Note to self: Find other time besides dusk to take photos. Need better lighting.
Also pictured: one of the cutest cups in the world.
I have a healthy throng of how-to books, particularly when it comes to cooking and entertaining. But scattered among them are a few guidebooks simply on how to be nice. I think I picked up one of the Miss Manners books from a library sale, but the others were gifts. I’m not sure what the gift of “Here, have a book on how not to be an ass,” says (you know…other than that), but I do enjoy thumbing through them.
Reading through Emily Post’s Etiquette: Manners for a New World is like listening to propriety lessons from my parents, particularly regarding my inclination to report various events to “The Internets.” I love the wit in Miss Manners’ Guide to Excruciatingly Correct Behavior. It reminds me of punctuation nerd conversations about the Oxford comma. And Don’t: A Manual of Mistakes and Improprieties More or Less Prevalent in Conduct and Speech is fun to read aloud to captive guests.
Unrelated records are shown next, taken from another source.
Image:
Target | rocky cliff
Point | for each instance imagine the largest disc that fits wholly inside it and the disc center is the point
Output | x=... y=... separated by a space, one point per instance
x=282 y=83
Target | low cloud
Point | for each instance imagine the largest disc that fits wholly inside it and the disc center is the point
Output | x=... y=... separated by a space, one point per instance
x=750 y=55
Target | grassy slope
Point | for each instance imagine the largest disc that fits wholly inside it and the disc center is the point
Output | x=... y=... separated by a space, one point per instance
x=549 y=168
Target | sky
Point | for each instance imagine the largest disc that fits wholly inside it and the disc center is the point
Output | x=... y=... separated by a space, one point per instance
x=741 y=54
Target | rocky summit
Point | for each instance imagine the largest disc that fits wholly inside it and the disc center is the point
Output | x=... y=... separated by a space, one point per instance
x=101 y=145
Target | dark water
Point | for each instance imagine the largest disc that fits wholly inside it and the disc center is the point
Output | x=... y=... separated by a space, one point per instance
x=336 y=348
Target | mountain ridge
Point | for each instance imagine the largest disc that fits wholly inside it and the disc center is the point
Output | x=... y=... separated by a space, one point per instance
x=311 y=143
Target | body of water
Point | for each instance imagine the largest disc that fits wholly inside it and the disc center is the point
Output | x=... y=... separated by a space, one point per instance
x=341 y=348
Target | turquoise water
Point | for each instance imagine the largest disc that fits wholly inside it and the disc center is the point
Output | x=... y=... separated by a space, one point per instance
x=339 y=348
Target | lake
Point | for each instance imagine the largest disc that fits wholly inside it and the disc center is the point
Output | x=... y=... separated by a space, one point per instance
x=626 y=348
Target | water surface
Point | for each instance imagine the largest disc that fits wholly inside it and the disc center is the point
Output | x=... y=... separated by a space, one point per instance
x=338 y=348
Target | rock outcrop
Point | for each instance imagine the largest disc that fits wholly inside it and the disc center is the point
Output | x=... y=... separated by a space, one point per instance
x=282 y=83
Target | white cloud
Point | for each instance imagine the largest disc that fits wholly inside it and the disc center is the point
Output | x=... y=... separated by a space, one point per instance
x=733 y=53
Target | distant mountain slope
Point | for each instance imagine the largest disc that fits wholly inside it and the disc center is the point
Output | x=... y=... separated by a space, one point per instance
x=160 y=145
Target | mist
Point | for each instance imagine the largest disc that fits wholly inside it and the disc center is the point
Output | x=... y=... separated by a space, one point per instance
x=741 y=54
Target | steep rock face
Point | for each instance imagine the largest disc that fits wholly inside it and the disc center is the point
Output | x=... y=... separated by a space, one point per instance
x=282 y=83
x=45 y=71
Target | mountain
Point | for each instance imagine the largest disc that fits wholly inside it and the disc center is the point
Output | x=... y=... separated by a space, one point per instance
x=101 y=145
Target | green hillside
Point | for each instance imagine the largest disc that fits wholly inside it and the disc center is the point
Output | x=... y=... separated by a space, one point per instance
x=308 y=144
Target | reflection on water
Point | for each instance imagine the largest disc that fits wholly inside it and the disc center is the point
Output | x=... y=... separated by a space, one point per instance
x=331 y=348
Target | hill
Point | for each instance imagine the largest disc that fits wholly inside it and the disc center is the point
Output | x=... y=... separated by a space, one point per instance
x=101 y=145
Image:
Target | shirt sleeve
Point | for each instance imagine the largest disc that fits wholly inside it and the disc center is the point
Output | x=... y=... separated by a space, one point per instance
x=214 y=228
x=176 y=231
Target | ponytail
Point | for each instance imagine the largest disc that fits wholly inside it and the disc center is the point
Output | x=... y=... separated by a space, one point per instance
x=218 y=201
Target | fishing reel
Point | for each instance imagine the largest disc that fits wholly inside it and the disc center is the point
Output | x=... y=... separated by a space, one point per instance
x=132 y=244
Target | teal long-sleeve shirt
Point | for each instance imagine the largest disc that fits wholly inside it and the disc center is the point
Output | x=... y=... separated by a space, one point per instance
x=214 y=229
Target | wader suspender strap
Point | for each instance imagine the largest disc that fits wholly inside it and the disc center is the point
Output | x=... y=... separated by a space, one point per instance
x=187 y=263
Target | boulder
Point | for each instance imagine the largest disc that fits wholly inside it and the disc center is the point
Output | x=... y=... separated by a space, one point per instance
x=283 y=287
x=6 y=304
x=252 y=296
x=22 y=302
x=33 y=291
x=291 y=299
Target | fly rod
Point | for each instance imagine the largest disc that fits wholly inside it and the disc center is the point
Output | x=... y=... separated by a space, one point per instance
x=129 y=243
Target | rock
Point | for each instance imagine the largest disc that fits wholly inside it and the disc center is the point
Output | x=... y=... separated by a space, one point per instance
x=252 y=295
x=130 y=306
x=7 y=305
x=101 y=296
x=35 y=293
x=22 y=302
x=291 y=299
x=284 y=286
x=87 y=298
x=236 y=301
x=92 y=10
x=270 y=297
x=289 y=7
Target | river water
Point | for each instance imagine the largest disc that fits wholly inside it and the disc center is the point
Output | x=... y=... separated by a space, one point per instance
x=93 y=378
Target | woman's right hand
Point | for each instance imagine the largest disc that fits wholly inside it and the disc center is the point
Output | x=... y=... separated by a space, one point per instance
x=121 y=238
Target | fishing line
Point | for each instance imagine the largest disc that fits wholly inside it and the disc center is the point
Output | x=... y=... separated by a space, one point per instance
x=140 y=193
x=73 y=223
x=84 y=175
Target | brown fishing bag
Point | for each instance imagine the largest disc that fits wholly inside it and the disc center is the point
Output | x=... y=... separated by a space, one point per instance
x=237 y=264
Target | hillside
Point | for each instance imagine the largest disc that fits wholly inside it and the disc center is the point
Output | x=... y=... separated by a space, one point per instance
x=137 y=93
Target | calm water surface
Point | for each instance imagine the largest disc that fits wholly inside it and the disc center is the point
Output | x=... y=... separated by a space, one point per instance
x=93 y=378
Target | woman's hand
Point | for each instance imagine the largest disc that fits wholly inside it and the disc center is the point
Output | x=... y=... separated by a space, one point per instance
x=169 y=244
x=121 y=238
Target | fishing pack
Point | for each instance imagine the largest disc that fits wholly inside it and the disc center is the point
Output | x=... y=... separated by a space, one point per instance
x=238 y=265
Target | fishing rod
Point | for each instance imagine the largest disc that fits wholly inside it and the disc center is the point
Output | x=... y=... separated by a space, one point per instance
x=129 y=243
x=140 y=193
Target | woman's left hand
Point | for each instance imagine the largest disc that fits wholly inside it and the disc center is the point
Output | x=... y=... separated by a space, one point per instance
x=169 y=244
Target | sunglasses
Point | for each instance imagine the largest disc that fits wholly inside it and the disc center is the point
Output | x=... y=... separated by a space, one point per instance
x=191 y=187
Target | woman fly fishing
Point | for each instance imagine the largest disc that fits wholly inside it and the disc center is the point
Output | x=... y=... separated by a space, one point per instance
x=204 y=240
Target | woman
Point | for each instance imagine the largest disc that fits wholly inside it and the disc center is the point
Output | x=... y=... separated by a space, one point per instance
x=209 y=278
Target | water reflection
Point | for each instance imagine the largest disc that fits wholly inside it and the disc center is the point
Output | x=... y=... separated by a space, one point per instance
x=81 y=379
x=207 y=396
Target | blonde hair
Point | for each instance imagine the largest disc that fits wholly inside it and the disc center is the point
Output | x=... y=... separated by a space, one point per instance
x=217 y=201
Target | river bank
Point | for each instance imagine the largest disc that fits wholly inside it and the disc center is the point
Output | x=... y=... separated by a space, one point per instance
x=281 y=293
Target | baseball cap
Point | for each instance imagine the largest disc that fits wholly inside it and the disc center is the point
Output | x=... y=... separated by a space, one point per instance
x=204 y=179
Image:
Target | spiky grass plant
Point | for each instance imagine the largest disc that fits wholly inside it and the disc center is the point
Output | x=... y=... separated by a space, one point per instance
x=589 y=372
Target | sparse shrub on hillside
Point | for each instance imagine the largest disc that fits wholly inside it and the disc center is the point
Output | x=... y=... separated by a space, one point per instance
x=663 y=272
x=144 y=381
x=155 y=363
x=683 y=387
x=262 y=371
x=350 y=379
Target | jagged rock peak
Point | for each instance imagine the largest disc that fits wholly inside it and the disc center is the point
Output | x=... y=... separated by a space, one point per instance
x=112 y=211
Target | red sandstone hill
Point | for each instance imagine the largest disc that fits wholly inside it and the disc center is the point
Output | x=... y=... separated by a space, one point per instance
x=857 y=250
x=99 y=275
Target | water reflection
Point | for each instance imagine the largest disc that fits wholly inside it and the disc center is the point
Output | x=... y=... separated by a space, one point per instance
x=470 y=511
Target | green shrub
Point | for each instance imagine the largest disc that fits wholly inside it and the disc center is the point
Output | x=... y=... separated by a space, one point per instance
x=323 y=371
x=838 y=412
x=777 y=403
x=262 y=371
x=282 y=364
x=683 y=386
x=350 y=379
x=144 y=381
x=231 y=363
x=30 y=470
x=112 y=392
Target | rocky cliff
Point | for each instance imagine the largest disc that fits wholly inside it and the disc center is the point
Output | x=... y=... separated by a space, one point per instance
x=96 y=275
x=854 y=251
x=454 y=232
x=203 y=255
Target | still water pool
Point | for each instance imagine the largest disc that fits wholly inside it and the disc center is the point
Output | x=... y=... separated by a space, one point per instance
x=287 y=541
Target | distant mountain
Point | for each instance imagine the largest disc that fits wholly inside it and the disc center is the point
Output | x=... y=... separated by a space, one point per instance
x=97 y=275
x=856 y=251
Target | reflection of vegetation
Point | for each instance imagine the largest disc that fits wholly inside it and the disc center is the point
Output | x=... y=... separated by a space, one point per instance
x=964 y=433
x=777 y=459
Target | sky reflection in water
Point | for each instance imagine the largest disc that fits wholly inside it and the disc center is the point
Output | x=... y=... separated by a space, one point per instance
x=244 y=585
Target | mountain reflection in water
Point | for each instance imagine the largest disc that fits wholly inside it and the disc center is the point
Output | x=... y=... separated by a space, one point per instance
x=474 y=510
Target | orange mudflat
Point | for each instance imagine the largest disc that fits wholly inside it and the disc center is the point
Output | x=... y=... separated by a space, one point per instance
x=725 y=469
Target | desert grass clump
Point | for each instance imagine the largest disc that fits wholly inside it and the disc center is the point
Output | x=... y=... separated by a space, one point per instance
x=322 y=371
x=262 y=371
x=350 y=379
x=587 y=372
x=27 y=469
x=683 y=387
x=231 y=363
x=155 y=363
And that’s all I want for these manuals to be in my house- fun. Yes, it’s important to have good manners, or as Peggy Post puts it, “a sensitive awareness of the feelings of others.” It’s nice to be polite. But “good” and “polite” according to whom? In writing Feast, I have wrestled with this conundrum. What seems like good manners to some people is stiff, dull, and unnecessary to others. And to hold others to a standard of behavior that really speaks more to certain personality quirks, certain cultural norms (i.e., whiteness), and certain tactical preferences than to real other-awareness seems to accomplish exactly the opposite of what it claims to intend. Rude.
I would like to hear more diverse voices in the area of etiquette.
I am one of those weirdos who devours etiquette books- I have read four full versions of Emily Post alone (the argument can be made it is unnecessary haha). I find that a lot of etiquette *should* still apply but society is becoming more self-involved as a whole. For example, listing a wedding registry on an invitation? I firmly believe this is a huge NO, as it implies you are expecting presents. However, more and more people do it because they expect presents (instead of only presence at their celebration). I will stay in my fuddy-duddy corner *ducks head*
See, that’s one of the rules where I can see both sides. My gut reaction also says, “Ugh. No. So tacky.” I equate it with having a cash bar at the reception. But I can also see how it may come across as a thoughtful help to the people who want to get a gift but don’t know what the couple needs. In a culture that is becoming less schooled in traditional etiquette (which is problematic for its lack of diversity) and thus more in need of having things like that spelled out for them, including the information would be helpful, which is the essence of manners. I’m just not sure.
Have you ever read Strunk & Whites “The Elements of Style??” I’m sure the editors meant it to be read with a straight face, but I could never help but smile at the writers’ curmudgeonly approach to grammar … even when I was dishing it out to my staff writers back when I was an editor myself.
A little snobbery can be fun in moderation. 😉
I love Elements of Style. I also love that several of my professors would read aloud from it in class during grad school. It’s so snotty and awesome.